Artificial intelligent assistant

heretoch

heretoga, heretoch, -togh
  (ˈhɛrɪtəʊgə)
  Forms: 1 heretoᵹa, 2 heretoche, 3 here-, hæretoȝe, Hist. 6–9 heretoch, 8–9 -togh, -toga.
  [OE. hęretoᵹa = OFris. hęrtoga, -tiga, OS. hęritogo (MDu. hertoge, -toch, -tich, Du. hertog), OHG. hęrizogo (MHG. herzoge, G. herzog), ON. hertogi (Sw. hertig, Da. hertug); f. hęri, hęre here n. army + OE. -toᵹa, OLG. -togo, OHG. -zogo agent-noun, f. weak grade tug-, tog- of *teuhan, OE. *téohan, téon to lead: see tee v. (cognate with L. duc-ere, dux). The Hist. forms heretoch, -togh represent med.L. heretochius.]
  O.E. Hist. The leader of an army; the commander of the militia of a shire or district. As it was rendered by L. dux. and was the same word as Ger. herzog, it was taken by 17th and 18th c. writers as = Duke.

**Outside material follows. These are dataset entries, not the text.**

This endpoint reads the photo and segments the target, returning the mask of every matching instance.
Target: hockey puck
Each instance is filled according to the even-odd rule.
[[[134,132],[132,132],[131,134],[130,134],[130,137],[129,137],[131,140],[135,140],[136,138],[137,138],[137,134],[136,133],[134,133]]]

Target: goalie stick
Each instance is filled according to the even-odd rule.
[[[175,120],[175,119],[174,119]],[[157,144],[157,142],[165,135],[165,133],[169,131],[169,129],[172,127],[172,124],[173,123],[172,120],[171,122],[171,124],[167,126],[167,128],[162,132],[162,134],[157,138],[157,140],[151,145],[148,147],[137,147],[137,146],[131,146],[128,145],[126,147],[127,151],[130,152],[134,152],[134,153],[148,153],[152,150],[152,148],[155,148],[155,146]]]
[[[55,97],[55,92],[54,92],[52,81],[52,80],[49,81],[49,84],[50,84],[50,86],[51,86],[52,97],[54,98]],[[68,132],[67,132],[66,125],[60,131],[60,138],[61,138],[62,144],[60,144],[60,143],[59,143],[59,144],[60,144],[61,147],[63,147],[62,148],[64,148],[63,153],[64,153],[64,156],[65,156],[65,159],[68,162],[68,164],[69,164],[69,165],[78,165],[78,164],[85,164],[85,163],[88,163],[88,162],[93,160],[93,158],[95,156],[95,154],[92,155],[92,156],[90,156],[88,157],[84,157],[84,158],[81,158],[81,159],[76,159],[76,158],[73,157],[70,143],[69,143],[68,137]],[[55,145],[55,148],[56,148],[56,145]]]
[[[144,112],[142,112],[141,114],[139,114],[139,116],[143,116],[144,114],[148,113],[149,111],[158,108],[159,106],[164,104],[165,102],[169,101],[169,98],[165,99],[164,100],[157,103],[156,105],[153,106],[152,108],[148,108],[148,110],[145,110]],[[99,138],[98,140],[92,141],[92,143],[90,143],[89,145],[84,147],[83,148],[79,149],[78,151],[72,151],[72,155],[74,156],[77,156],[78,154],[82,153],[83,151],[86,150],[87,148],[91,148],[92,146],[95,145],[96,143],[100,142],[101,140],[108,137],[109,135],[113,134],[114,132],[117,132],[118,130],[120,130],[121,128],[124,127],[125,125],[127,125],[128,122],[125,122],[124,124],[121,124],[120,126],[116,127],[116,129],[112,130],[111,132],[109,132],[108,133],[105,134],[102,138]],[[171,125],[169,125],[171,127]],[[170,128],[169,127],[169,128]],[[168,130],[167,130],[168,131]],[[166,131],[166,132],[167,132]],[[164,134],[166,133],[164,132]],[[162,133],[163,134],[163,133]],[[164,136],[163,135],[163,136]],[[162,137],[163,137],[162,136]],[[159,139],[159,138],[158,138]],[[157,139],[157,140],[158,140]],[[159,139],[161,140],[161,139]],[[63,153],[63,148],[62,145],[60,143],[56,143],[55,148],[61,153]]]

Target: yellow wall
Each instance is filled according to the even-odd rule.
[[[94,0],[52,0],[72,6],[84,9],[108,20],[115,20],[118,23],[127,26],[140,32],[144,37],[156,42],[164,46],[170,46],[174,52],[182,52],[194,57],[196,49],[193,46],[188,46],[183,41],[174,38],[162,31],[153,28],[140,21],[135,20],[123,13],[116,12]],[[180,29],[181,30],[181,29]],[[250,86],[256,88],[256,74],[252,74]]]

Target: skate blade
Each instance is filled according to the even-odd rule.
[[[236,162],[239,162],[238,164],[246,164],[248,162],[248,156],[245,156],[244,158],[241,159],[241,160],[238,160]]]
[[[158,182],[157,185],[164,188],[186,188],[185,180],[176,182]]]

c 900 tr. Bæda's Hist. i. xii. [xv.] (1890) 52 Wæron ða ærest heora latteowas and heretoᵹan tweᵹen ᵹebroðra Hengest and Horsa. c 1000 ælfric Num. xiii. 1 Moises se mæra heretoᵹa. a 1175 Cott. Hom. 243 Se þe geð into fihte wið-ute heretoche. c 1205 Lay. 10268 Seuarus wes heora hæra-toȝe. 1577–87 [see heretochy]. 1641 in Harl. Misc. (Malh.) V. 48 Lieutenants of counties (anciently known by the name of Heretoch). 1643 Herle Answer to Ferne 24 The ancient Governours of the Militia of the Realme, both by sea and land cal'd Heretochs, which Lambard likens to the High Constables of France. 1761 Hume Hist. Eng. I. App. i. 92 note, The heretoghs or dukes, and the sheriffs, were chosen by the freeholders in the folkmote. 1765 Blackstone Comm. I. 408 In the time of our Saxon ancestors..the military force of this kingdom was in the hands of the dukes or heretochs. 1848 Lytton Harold vi. vi, If thou wert as frank in the grim land of thy heretogh. 1874 Stubbs Const. Hist. I. iv. 66 In a.d. 449, under two heretogas, Hengist and Horsa, the strangers came.